The Massachusetts Executive Office of Public Safety and Security released a bombshell 126-page report on October 16, 2017 that found a practice of intentionally withholding evidence from defense attorneys by the state’s Office of Alcohol Testing (“OAT”). Melissa O’Meara, technical leader of the office, was fired in the wake of the damning report.

The investigation was launched in August 2017 after defense lawyers alleged that OAT was not turning over exculpatory evidence related to the accuracy of Breathalyzer machines. The attorneys, who represent 750 DUI defendants in a civil suit, were provided with 1,972 worksheets documenting properly working machines and 11 failures. But the report discovered that OAT had withheld another 419 worksheets documenting improperly calibrated machines.

The report further confirmed what the lawyers suspected: The damning documents were intentionally withheld pursuant to an “unwritten policy not to turn these documents over to any requester.”

“We conclude that OAT leadership made serious errors of judgment in its responses to court-ordered discovery, errors which were enabled by a longstanding and insular institutional culture that was reflexively guarded … and which was inattentive to the legal obligations borne by those whose work facilitates criminal prosecutions,” the report stated.

Joseph Bernard, lead counsel in the case brought by the DUI lawyers, told The Boston Globe that the report would have significant consequences. “This is going to impact every single Breathalyzer test case,” said Bernard. “Every single breath test from 2011 to the present will be impacted by this.”

The state’s report concluded that part of the problem at OAT was that the office handled its own requests for discovery with no input from attorneys.
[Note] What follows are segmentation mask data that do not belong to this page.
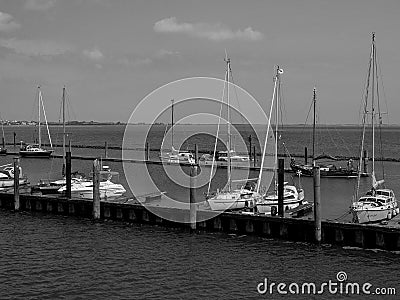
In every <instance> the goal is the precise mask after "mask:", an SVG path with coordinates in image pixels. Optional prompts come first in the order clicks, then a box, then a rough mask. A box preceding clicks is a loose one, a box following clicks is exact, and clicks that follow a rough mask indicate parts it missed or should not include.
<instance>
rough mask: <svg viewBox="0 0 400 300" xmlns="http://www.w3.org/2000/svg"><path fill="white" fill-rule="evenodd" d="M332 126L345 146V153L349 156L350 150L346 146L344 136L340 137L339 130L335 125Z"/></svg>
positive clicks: (351, 153)
mask: <svg viewBox="0 0 400 300" xmlns="http://www.w3.org/2000/svg"><path fill="white" fill-rule="evenodd" d="M333 128H334V130H335V131H336V133H337V135H338V137H339V138H340V140H341V141H342V142H343V145H344V147H345V148H346V151H347V154H348V155H349V156H351V155H352V153H351V151H350V148H349V147H348V143H347V142H346V141H345V140H344V138H343V137H342V135H341V134H340V133H339V130H338V129H337V128H336V126H335V127H333Z"/></svg>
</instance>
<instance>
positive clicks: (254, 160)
mask: <svg viewBox="0 0 400 300" xmlns="http://www.w3.org/2000/svg"><path fill="white" fill-rule="evenodd" d="M253 156H254V157H253V167H256V165H257V161H256V146H253Z"/></svg>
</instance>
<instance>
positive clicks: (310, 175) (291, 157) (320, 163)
mask: <svg viewBox="0 0 400 300" xmlns="http://www.w3.org/2000/svg"><path fill="white" fill-rule="evenodd" d="M316 104H317V97H316V89H314V93H313V101H312V105H313V112H314V117H313V131H312V164H301V163H297V162H296V160H295V159H294V158H293V157H291V159H290V167H291V169H292V170H293V172H295V173H297V174H301V175H303V176H309V177H312V176H314V175H313V174H314V173H313V166H314V165H315V164H316V163H317V161H320V160H325V161H326V162H325V163H319V164H318V166H319V167H320V172H321V173H320V174H321V175H320V176H321V177H329V178H357V176H358V171H357V170H356V169H354V166H353V160H352V159H349V160H348V161H347V166H346V167H339V166H337V165H335V163H334V162H335V161H337V160H339V159H337V158H336V157H334V156H331V155H327V154H321V155H319V156H315V136H316V132H315V131H316ZM361 176H368V174H366V173H361Z"/></svg>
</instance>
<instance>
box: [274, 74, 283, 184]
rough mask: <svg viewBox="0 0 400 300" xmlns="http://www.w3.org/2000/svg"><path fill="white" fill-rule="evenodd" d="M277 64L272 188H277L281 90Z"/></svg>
mask: <svg viewBox="0 0 400 300" xmlns="http://www.w3.org/2000/svg"><path fill="white" fill-rule="evenodd" d="M279 71H280V69H279V66H277V69H276V83H277V84H276V88H277V92H276V95H275V96H276V105H275V162H274V164H275V165H274V170H275V174H274V181H275V182H274V183H275V184H274V189H275V190H276V189H277V180H278V123H279V100H280V92H281V89H280V87H281V81H280V78H279Z"/></svg>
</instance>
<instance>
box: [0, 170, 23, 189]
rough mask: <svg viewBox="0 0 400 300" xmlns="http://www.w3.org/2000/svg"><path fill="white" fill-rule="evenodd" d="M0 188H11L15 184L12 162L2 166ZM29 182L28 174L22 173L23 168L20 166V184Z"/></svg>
mask: <svg viewBox="0 0 400 300" xmlns="http://www.w3.org/2000/svg"><path fill="white" fill-rule="evenodd" d="M0 168H1V169H0V189H5V188H10V187H13V186H14V167H13V166H12V165H11V164H7V165H3V166H0ZM27 183H28V179H27V178H26V176H24V175H23V174H22V168H21V167H19V184H20V185H25V184H27Z"/></svg>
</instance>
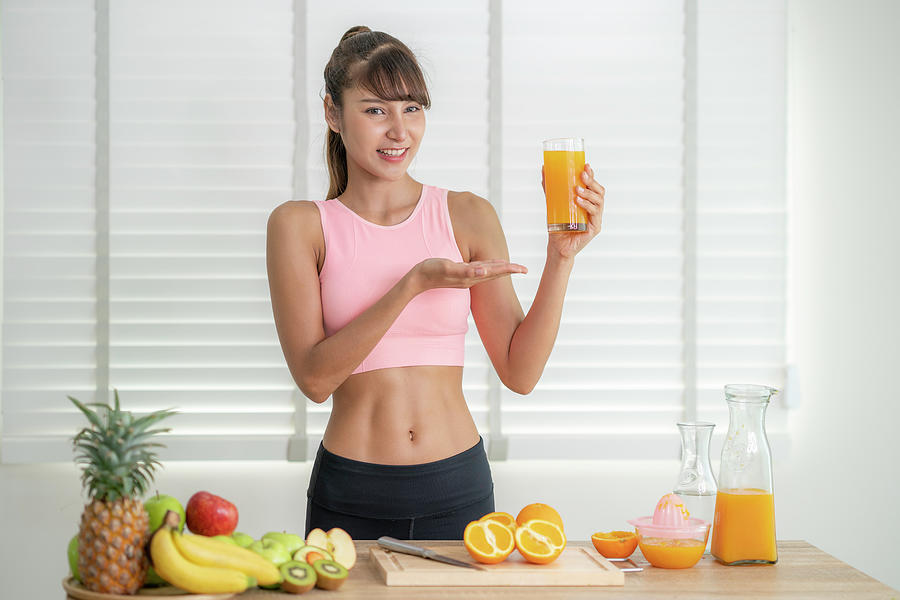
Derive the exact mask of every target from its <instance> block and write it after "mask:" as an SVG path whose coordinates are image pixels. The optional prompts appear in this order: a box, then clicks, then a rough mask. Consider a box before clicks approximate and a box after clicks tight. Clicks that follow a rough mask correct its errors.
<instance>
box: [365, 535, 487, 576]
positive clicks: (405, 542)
mask: <svg viewBox="0 0 900 600" xmlns="http://www.w3.org/2000/svg"><path fill="white" fill-rule="evenodd" d="M378 545H379V546H381V547H382V548H387V549H388V550H393V551H394V552H402V553H403V554H412V555H413V556H421V557H422V558H430V559H431V560H436V561H439V562H442V563H446V564H448V565H455V566H457V567H469V568H470V569H478V570H479V571H486V570H487V569H485V568H484V567H482V566H480V565H473V564H472V563H467V562H465V561H462V560H456V559H455V558H450V557H449V556H444V555H443V554H438V553H437V552H435V551H434V550H431V549H429V548H423V547H421V546H416V545H415V544H410V543H408V542H402V541H400V540H398V539H397V538H392V537H390V536H387V535H383V536H381V537H380V538H378Z"/></svg>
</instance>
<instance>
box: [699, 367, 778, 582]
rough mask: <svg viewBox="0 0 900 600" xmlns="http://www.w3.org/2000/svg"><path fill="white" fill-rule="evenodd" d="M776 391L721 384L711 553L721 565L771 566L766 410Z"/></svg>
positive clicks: (772, 536) (743, 386)
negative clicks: (770, 565) (719, 459)
mask: <svg viewBox="0 0 900 600" xmlns="http://www.w3.org/2000/svg"><path fill="white" fill-rule="evenodd" d="M776 392H777V390H776V389H774V388H770V387H767V386H764V385H749V384H740V385H726V386H725V401H726V402H727V403H728V434H727V435H726V436H725V443H724V445H723V446H722V463H721V465H720V466H719V490H718V492H717V494H716V512H715V517H714V518H713V535H712V549H711V551H712V555H713V556H714V557H716V559H718V560H719V561H720V562H722V563H724V564H726V565H739V564H748V563H762V564H775V562H776V561H777V560H778V553H777V550H776V549H775V496H774V491H775V490H774V488H773V485H772V453H771V451H770V450H769V440H768V438H767V437H766V407H768V405H769V400H770V399H771V397H772V395H773V394H775V393H776Z"/></svg>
O’Meara indicated that “she had received no formal training in how to respond to discovery requests.” Further, the policy “appeared to have been designed to minimize disclosures.”

Thomas Workman, one of the DUI lawyers and the forensic scientist who discovered the missing exculpatory evidence, told the Globe that OAT’s failures were not the result of incompetence. “This is pretty fundamental stuff and it just wasn’t being done,” said Workman.

A conspiracy by state officials to withhold evidence from defendants is extremely troubling, but sadly, such malfeasance would not be a first in Massachusetts. Over 21,000 cases were dismissed in 2016 due to the actions of former state chemist Annie Dookhan, who was convicted of tampering with evidence and fabricating test results in drug cases.

In Workman’s opinion, the report is just “another chapter in the Dookhan legacy.” “I’m surprised that they haven’t put crime-scene tape around the Office of Alcohol Testing,” said Workman.